What is the way to check whether a debian package is signed or not ,and the publisher who has signed it, is genuine ? In windows, it is possible and the OS holds the list of genuine publishers. Whether anything like that is available in Ubuntu ?
What is the way to check whether a debian package is signed or not ,and the publisher who has signed it, is genuine ? In windows, it is possible and the OS holds the list of genuine publishers. Whether anything like that is available in Ubuntu ?
Discussed in great detail at http://debian-handbook.info/browse/s...ntication.html
Software distribution and authentication in Linux is NOT like Windows. Analogies may mislead you.
In Windows, you (the sysadmin) are responsible for finding, verifying, and installing software from a publisher website. You need the publisher's signature.
In Ubuntu and other Linux distros, the distro provides preferred tools for finding, verifying, and installing software, AND provides trusted archives/repositories of tested, trusted, compatible software. The distro's archive maintainers verify the source publisher's signature and build the packages separately. You need only the archive key.
The short answer is that apt already checks signatures for you every time using 'apt-key', and complains if a package isn't properly signed.
'Properly signed' means an archive signature, not an individual developer or project signature, that matches the key on file on your local machine.
Canonical does have a list of genuine publishers...those packages are in the 'partners' repository.
Last edited by ian-weisser; March 23rd, 2015 at 03:13 PM.
What about the .deb packages installed using dpkg ? If I am not wrong, there are no inherent signature checks before installation ,right ? I think this is an issue ,especially at a time when people have started using Ubuntu for desktops. What do you think ?
I don't think it's an issue.
Dpkg indeed does not know anything about repositories, dependencies, orphans, updates, package caches, marking, pinning, signatures, or many other packaging concepts.
That's why apt does. Dpkg is merely a limited application that installs/uninstalls the packages it's told to...usually by apt.
The only way dpkg can be used to install malware is via a social-engineering attack ("hey, manually download this file from the internet and then enter this mysterious command, and your password").
What I understood is that, there are no signature checks by the OS. That is not possible also , since the packages themselves don't have any signatures and only the archive has. Am I right ?
You are right in the specific, irrelevant detail that the uploading developer's signature is not included in the downloaded package.
You are completely wrong if you think adding that developer signature that would be an effective security measure in the Debian/Ubuntu environment.
Using signatures on packages is an *old* technology. It was built into apt and debhelper over a decade ago. Signatures are not perfect - they have flaws, too.
Debian and Ubuntu use *many* methods, including signatures where appropriate, to ensure safe software distribution. All Linux distributions do.
Providing safe software distribution has been a core task for all serious Linux distributions for decades. It's one of the fundamental reasons that caused Linux distributions to form in the first place, and a main reason why they still exist today.

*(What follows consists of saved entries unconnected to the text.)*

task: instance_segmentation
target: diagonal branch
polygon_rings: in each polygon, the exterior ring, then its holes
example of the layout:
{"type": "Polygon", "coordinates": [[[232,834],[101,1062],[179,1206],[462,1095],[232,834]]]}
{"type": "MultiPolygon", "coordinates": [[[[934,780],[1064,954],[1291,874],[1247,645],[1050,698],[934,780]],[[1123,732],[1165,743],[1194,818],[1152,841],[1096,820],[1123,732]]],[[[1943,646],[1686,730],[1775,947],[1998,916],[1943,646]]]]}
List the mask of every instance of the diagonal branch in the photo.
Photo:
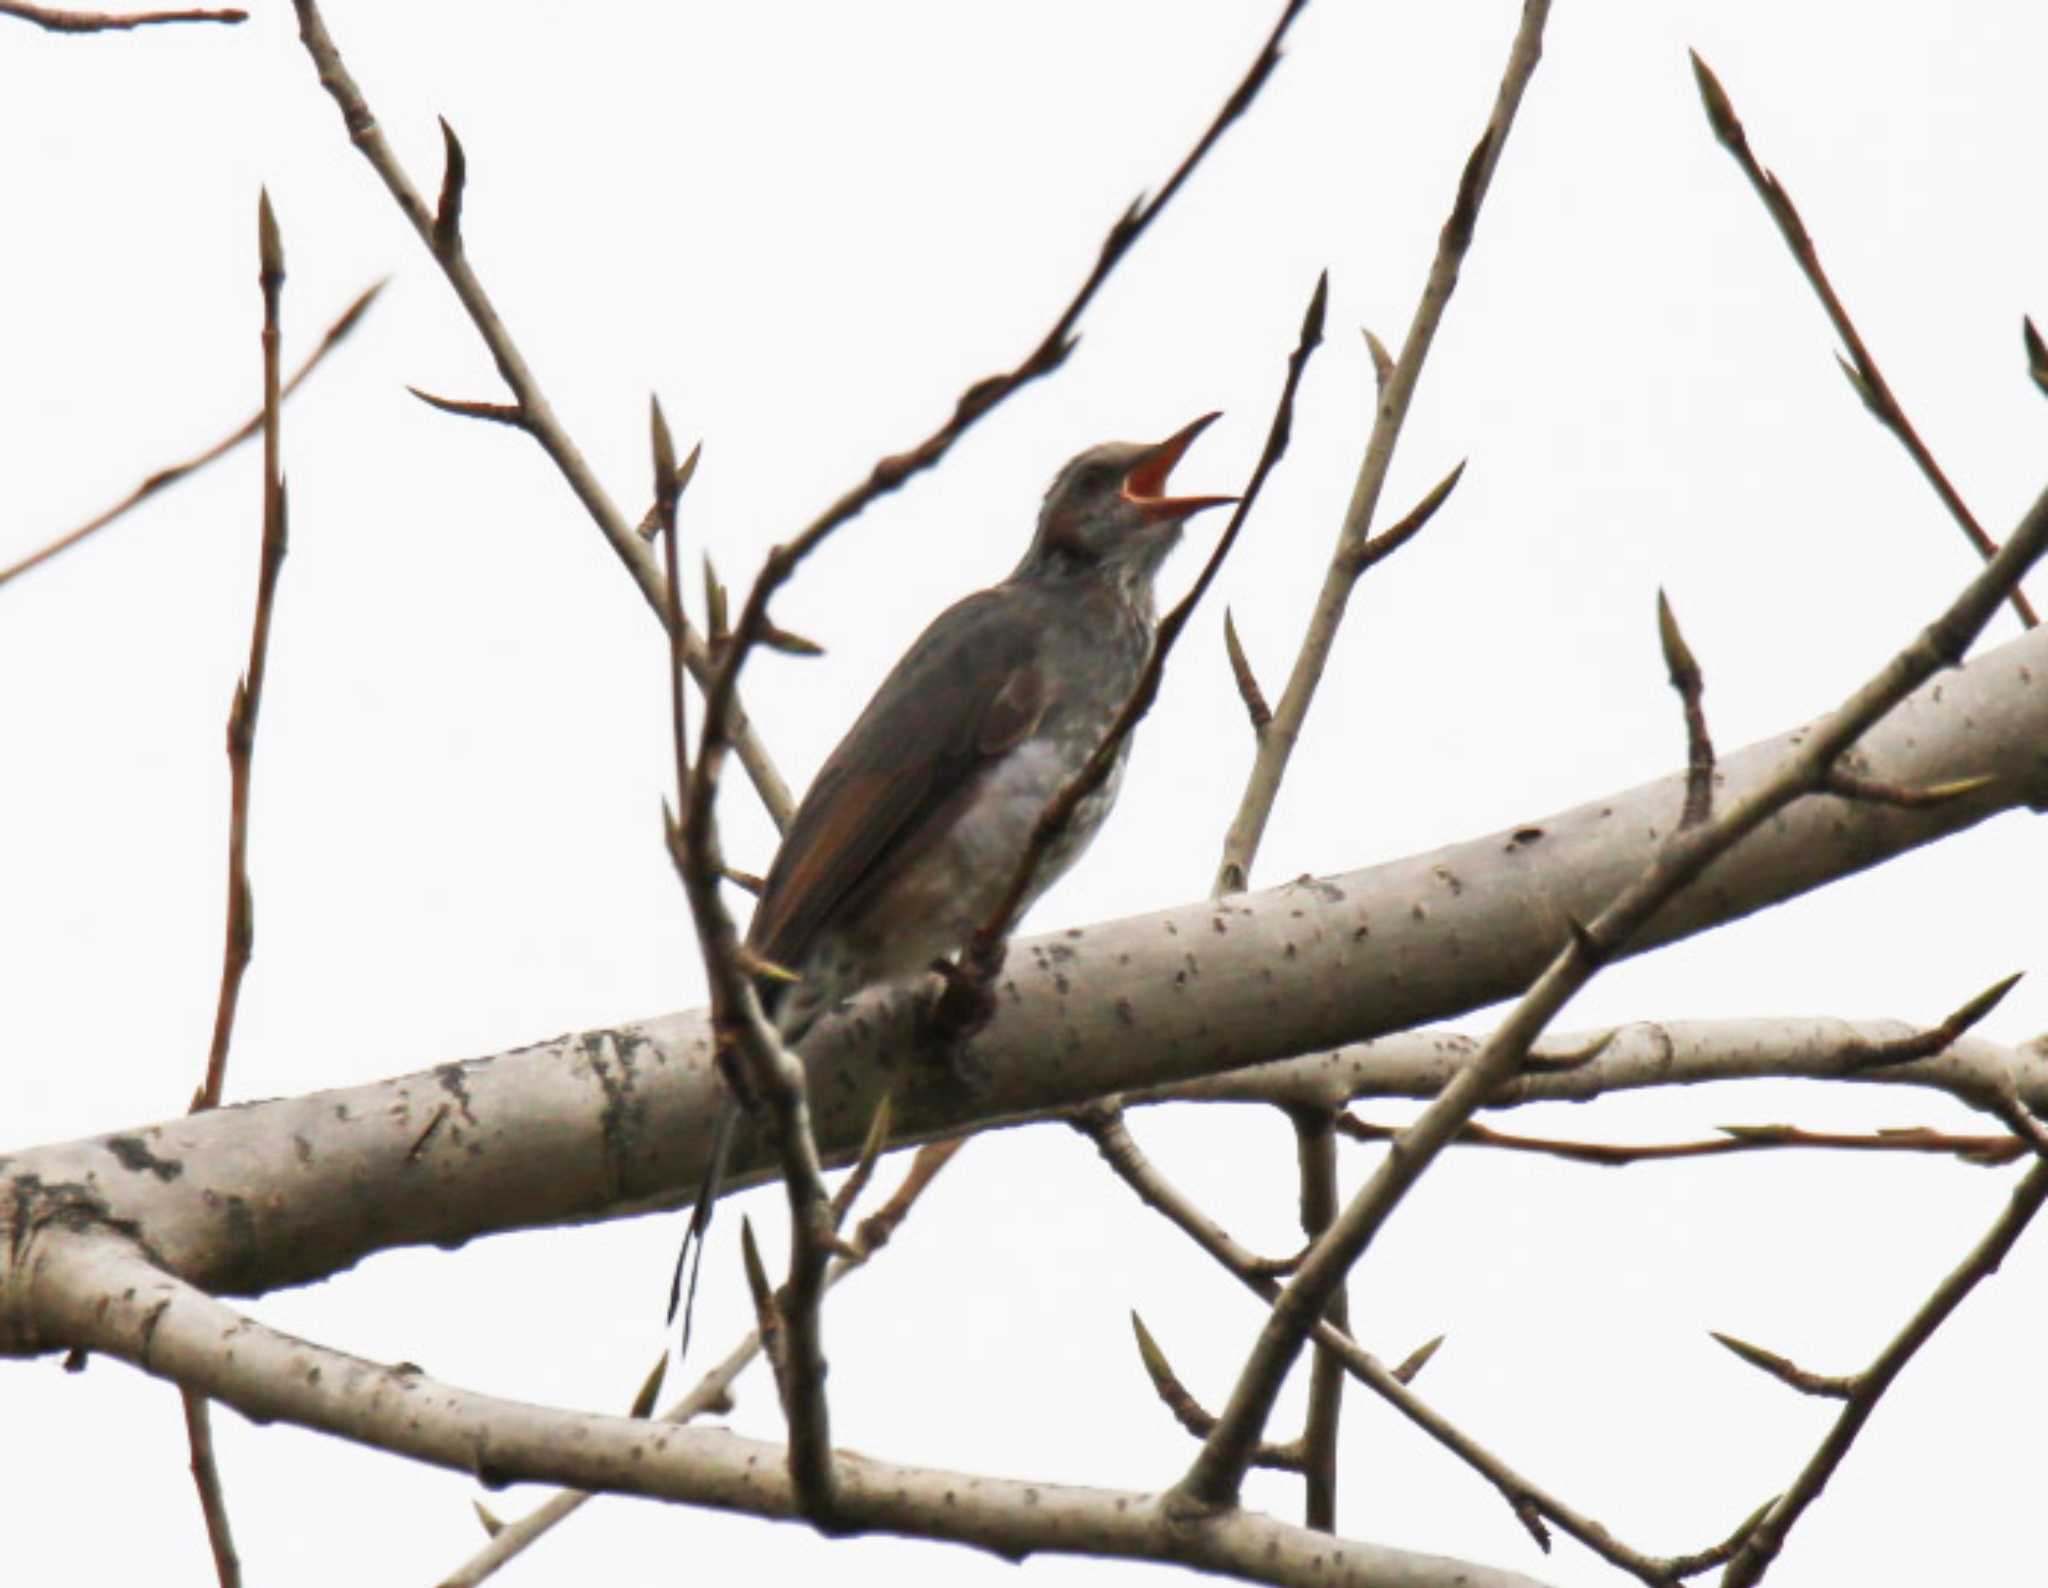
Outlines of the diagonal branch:
{"type": "Polygon", "coordinates": [[[1861,689],[1816,723],[1761,787],[1721,815],[1674,833],[1657,858],[1590,926],[1572,922],[1563,950],[1523,995],[1478,1055],[1388,1148],[1385,1160],[1330,1234],[1317,1243],[1275,1304],[1239,1375],[1216,1431],[1175,1495],[1201,1512],[1235,1503],[1245,1462],[1272,1412],[1281,1382],[1317,1316],[1381,1225],[1437,1153],[1487,1098],[1514,1078],[1530,1045],[1557,1012],[1652,916],[1722,854],[1803,795],[1826,788],[1835,762],[1893,707],[1943,668],[1959,664],[2026,571],[2048,550],[2048,491],[2036,498],[2005,548],[1927,629],[1861,689]]]}
{"type": "MultiPolygon", "coordinates": [[[[1799,217],[1792,195],[1785,191],[1785,185],[1778,180],[1777,174],[1765,170],[1751,152],[1749,135],[1743,131],[1727,89],[1721,86],[1721,80],[1707,63],[1700,59],[1697,50],[1690,53],[1693,78],[1699,85],[1700,100],[1706,106],[1707,122],[1714,129],[1715,139],[1735,157],[1735,163],[1742,167],[1742,174],[1749,178],[1749,185],[1763,200],[1779,235],[1785,239],[1785,246],[1792,250],[1793,259],[1798,261],[1800,274],[1806,277],[1807,285],[1820,299],[1821,308],[1827,311],[1828,323],[1834,326],[1835,335],[1849,350],[1846,359],[1838,360],[1842,373],[1849,377],[1849,384],[1863,399],[1863,406],[1906,449],[1927,483],[1934,487],[1934,494],[1941,498],[1941,505],[1948,509],[1970,544],[1977,548],[1977,554],[1989,562],[1998,553],[1998,542],[1984,532],[1984,526],[1977,522],[1977,515],[1970,511],[1962,496],[1949,483],[1948,475],[1934,461],[1934,454],[1927,450],[1927,443],[1920,439],[1920,432],[1913,428],[1913,421],[1906,417],[1906,410],[1892,393],[1891,383],[1884,378],[1884,371],[1877,367],[1877,360],[1871,357],[1862,334],[1856,329],[1856,322],[1849,318],[1849,311],[1836,295],[1834,283],[1828,280],[1828,273],[1821,268],[1820,254],[1813,246],[1806,222],[1799,217]]],[[[2019,614],[2020,622],[2028,628],[2040,621],[2025,593],[2017,586],[2006,599],[2012,603],[2013,611],[2019,614]]]]}
{"type": "MultiPolygon", "coordinates": [[[[1515,112],[1522,103],[1522,90],[1528,86],[1530,75],[1536,70],[1536,62],[1542,56],[1543,25],[1549,15],[1549,0],[1524,0],[1521,26],[1508,51],[1507,68],[1494,99],[1493,114],[1465,163],[1464,175],[1458,183],[1458,196],[1451,206],[1450,218],[1444,222],[1443,231],[1437,238],[1436,257],[1431,261],[1422,298],[1415,306],[1415,317],[1409,322],[1408,338],[1402,344],[1401,356],[1382,381],[1379,406],[1373,415],[1372,434],[1365,444],[1365,458],[1359,465],[1358,481],[1352,488],[1350,505],[1344,511],[1343,525],[1337,532],[1337,547],[1331,555],[1329,570],[1323,575],[1322,590],[1316,596],[1308,632],[1302,637],[1301,650],[1294,659],[1293,672],[1288,675],[1287,688],[1281,694],[1279,704],[1273,708],[1273,720],[1259,734],[1258,753],[1252,761],[1251,774],[1245,780],[1244,796],[1238,805],[1237,815],[1231,820],[1230,831],[1224,836],[1223,857],[1211,889],[1218,897],[1240,892],[1249,885],[1252,857],[1258,853],[1259,841],[1265,836],[1266,821],[1272,815],[1273,801],[1279,795],[1280,780],[1286,776],[1288,758],[1294,754],[1295,740],[1301,736],[1309,704],[1315,697],[1316,686],[1322,681],[1331,648],[1337,643],[1338,626],[1344,621],[1351,592],[1366,565],[1361,553],[1368,544],[1372,515],[1379,505],[1387,470],[1394,461],[1394,445],[1400,439],[1401,427],[1407,420],[1416,382],[1422,378],[1423,362],[1429,357],[1430,345],[1436,339],[1437,327],[1443,321],[1451,294],[1457,290],[1458,272],[1464,266],[1466,251],[1472,246],[1473,228],[1478,224],[1480,206],[1485,203],[1487,189],[1492,185],[1494,168],[1500,163],[1501,150],[1514,127],[1515,112]]],[[[1444,491],[1444,487],[1438,489],[1439,492],[1444,491]]],[[[1440,495],[1437,500],[1441,501],[1440,495]]],[[[1420,521],[1428,515],[1418,512],[1410,516],[1419,528],[1420,521]]]]}
{"type": "MultiPolygon", "coordinates": [[[[860,1221],[854,1231],[845,1256],[832,1264],[825,1276],[827,1287],[837,1285],[849,1275],[858,1273],[873,1257],[889,1243],[903,1221],[910,1216],[910,1210],[917,1199],[924,1194],[926,1186],[938,1176],[941,1169],[952,1160],[953,1155],[967,1145],[964,1136],[951,1141],[932,1142],[921,1148],[910,1168],[904,1173],[903,1182],[895,1193],[873,1213],[860,1221]]],[[[844,1205],[851,1199],[842,1187],[834,1202],[844,1205]]],[[[697,1381],[697,1385],[675,1405],[661,1414],[665,1423],[683,1424],[706,1412],[717,1411],[730,1399],[733,1382],[761,1354],[761,1333],[755,1330],[729,1351],[725,1359],[697,1381]]],[[[523,1553],[528,1546],[538,1542],[563,1521],[582,1509],[585,1501],[593,1498],[582,1489],[570,1489],[536,1506],[516,1522],[502,1524],[491,1535],[490,1542],[478,1550],[460,1567],[440,1580],[437,1588],[476,1588],[478,1583],[495,1573],[515,1556],[523,1553]]]]}
{"type": "MultiPolygon", "coordinates": [[[[318,369],[327,355],[333,352],[347,338],[349,332],[356,328],[357,322],[369,312],[370,305],[376,301],[377,294],[384,290],[384,285],[381,281],[375,282],[356,294],[355,301],[341,311],[341,318],[327,328],[313,351],[308,353],[305,361],[292,372],[292,378],[284,383],[284,389],[279,394],[280,397],[288,398],[293,392],[297,391],[305,378],[318,369]]],[[[95,518],[88,519],[85,523],[80,524],[78,528],[59,535],[48,545],[30,552],[19,561],[9,563],[5,568],[0,568],[0,585],[6,584],[11,579],[19,578],[31,568],[40,567],[59,552],[69,551],[81,540],[90,535],[97,534],[131,509],[140,507],[165,486],[176,485],[178,481],[184,479],[187,475],[196,474],[216,458],[225,457],[262,428],[263,410],[259,408],[241,426],[223,436],[204,452],[195,453],[182,463],[173,463],[166,468],[158,469],[156,473],[136,486],[134,490],[122,497],[120,501],[116,502],[105,512],[95,518]]]]}
{"type": "MultiPolygon", "coordinates": [[[[581,449],[555,417],[547,394],[527,367],[525,355],[512,340],[511,332],[505,329],[505,322],[499,318],[483,283],[470,267],[469,255],[463,247],[461,229],[457,224],[462,161],[461,145],[456,142],[454,132],[445,121],[441,124],[448,149],[451,184],[442,192],[441,209],[437,214],[427,208],[426,200],[420,196],[412,178],[406,175],[397,155],[384,141],[383,129],[377,125],[377,118],[364,100],[362,90],[356,86],[355,78],[342,61],[341,52],[327,31],[327,23],[321,17],[315,0],[292,0],[292,4],[298,12],[299,39],[319,73],[320,86],[327,90],[340,109],[350,141],[362,151],[363,158],[369,161],[400,212],[412,223],[420,241],[426,244],[434,262],[441,267],[449,286],[455,289],[456,298],[469,315],[477,334],[483,338],[492,362],[498,366],[499,376],[511,389],[521,416],[519,428],[540,443],[541,450],[547,453],[569,489],[575,492],[576,499],[583,504],[584,511],[590,515],[612,551],[626,565],[626,572],[648,606],[656,617],[661,617],[665,610],[665,597],[661,570],[655,562],[653,549],[633,533],[633,526],[606,494],[581,449]]],[[[703,687],[712,675],[712,663],[703,640],[694,630],[684,635],[684,656],[691,675],[703,687]]],[[[795,809],[788,785],[782,781],[782,775],[776,771],[766,747],[761,744],[737,702],[729,707],[728,719],[727,731],[741,764],[747,769],[747,776],[761,796],[761,803],[767,807],[778,828],[787,827],[795,809]]]]}
{"type": "Polygon", "coordinates": [[[1827,1487],[1828,1479],[1842,1464],[1842,1458],[1849,1453],[1849,1447],[1856,1442],[1856,1436],[1863,1431],[1863,1425],[1870,1419],[1872,1411],[1890,1389],[1893,1380],[1902,1372],[1921,1346],[1934,1337],[1934,1333],[1948,1321],[1949,1315],[1962,1305],[1963,1298],[1977,1288],[1978,1281],[1998,1271],[1998,1265],[2005,1260],[2015,1242],[2026,1230],[2034,1215],[2041,1211],[2041,1204],[2048,1202],[2048,1160],[2037,1162],[2027,1171],[2012,1193],[2012,1200],[2006,1204],[1997,1221],[1985,1232],[1984,1238],[1962,1263],[1934,1289],[1920,1306],[1919,1311],[1907,1320],[1905,1328],[1878,1353],[1877,1360],[1857,1374],[1852,1380],[1847,1404],[1836,1417],[1834,1426],[1827,1437],[1813,1453],[1813,1458],[1801,1469],[1792,1487],[1781,1495],[1777,1503],[1763,1515],[1734,1559],[1728,1563],[1728,1570],[1721,1578],[1722,1588],[1751,1588],[1777,1558],[1785,1542],[1785,1535],[1793,1524],[1805,1514],[1806,1508],[1820,1498],[1820,1492],[1827,1487]]]}
{"type": "Polygon", "coordinates": [[[1231,509],[1230,522],[1217,537],[1216,545],[1209,553],[1209,560],[1202,564],[1202,571],[1196,576],[1188,593],[1181,597],[1172,611],[1159,620],[1159,628],[1152,638],[1151,654],[1145,658],[1144,670],[1138,675],[1138,682],[1132,686],[1130,698],[1123,709],[1116,714],[1101,741],[1089,755],[1087,763],[1061,787],[1060,791],[1047,802],[1038,813],[1032,825],[1030,841],[1024,846],[1024,853],[1018,858],[1010,874],[1010,885],[1001,901],[989,912],[989,917],[975,933],[969,945],[967,957],[982,963],[990,962],[991,956],[1010,929],[1017,924],[1018,913],[1024,906],[1025,895],[1031,890],[1031,879],[1037,874],[1040,862],[1046,852],[1059,842],[1060,836],[1072,825],[1074,813],[1081,808],[1081,802],[1108,779],[1110,770],[1117,763],[1118,753],[1124,741],[1152,709],[1152,703],[1159,698],[1159,682],[1166,673],[1166,658],[1172,653],[1174,642],[1187,627],[1188,619],[1194,616],[1195,608],[1209,586],[1216,580],[1216,574],[1223,566],[1223,559],[1237,544],[1238,532],[1244,528],[1245,520],[1251,516],[1258,504],[1259,493],[1265,489],[1266,479],[1287,455],[1287,444],[1294,434],[1294,397],[1301,388],[1301,378],[1307,373],[1308,361],[1315,350],[1322,345],[1323,316],[1329,307],[1330,278],[1327,272],[1316,278],[1315,291],[1309,295],[1308,308],[1301,319],[1301,332],[1294,344],[1294,351],[1287,355],[1287,374],[1280,384],[1280,398],[1273,408],[1273,421],[1266,430],[1266,444],[1259,453],[1259,461],[1252,467],[1251,479],[1245,483],[1244,494],[1238,498],[1237,506],[1231,509]]]}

Are you asking about those many methods to ensure safe packages? Or about packaging?
Or are you asking specifically for information about binary package downloads? Or about how to know whether to trust a source?
Last edited by ian-weisser; March 24th, 2015 at 04:42 PM.
I will tell about an example. I have downloaded google-chrome-stable_current_i386.deb. When I extracted the control file,it looks like the following
Package: google-chrome-stable
Version: 41.0.2272.101-1
Architecture: i386
Maintainer: Chrome Linux Team <chromium-dev@chromium.org>.
Without a signature how can the OS verify whether the package owner is Chrome Linux Team indeed ? I could have downloaded that package from any site or else copied from somewhere.? How to check the authenticity of the software ?
Why would the OS care who the package owner is?
Yes, you have the right to download/install any package from anywhere. You are not locked to any approved source.
You can also install any binaries from any source.
You can also compile any source code you wish from any source.
Several ways:
1) By downloading packages from a trusted, signed, source instead of somewhere else.
2) The hash (EXAMPLE: apt-cache show google-chrome-stable | grep SHA1) should match the publisher's.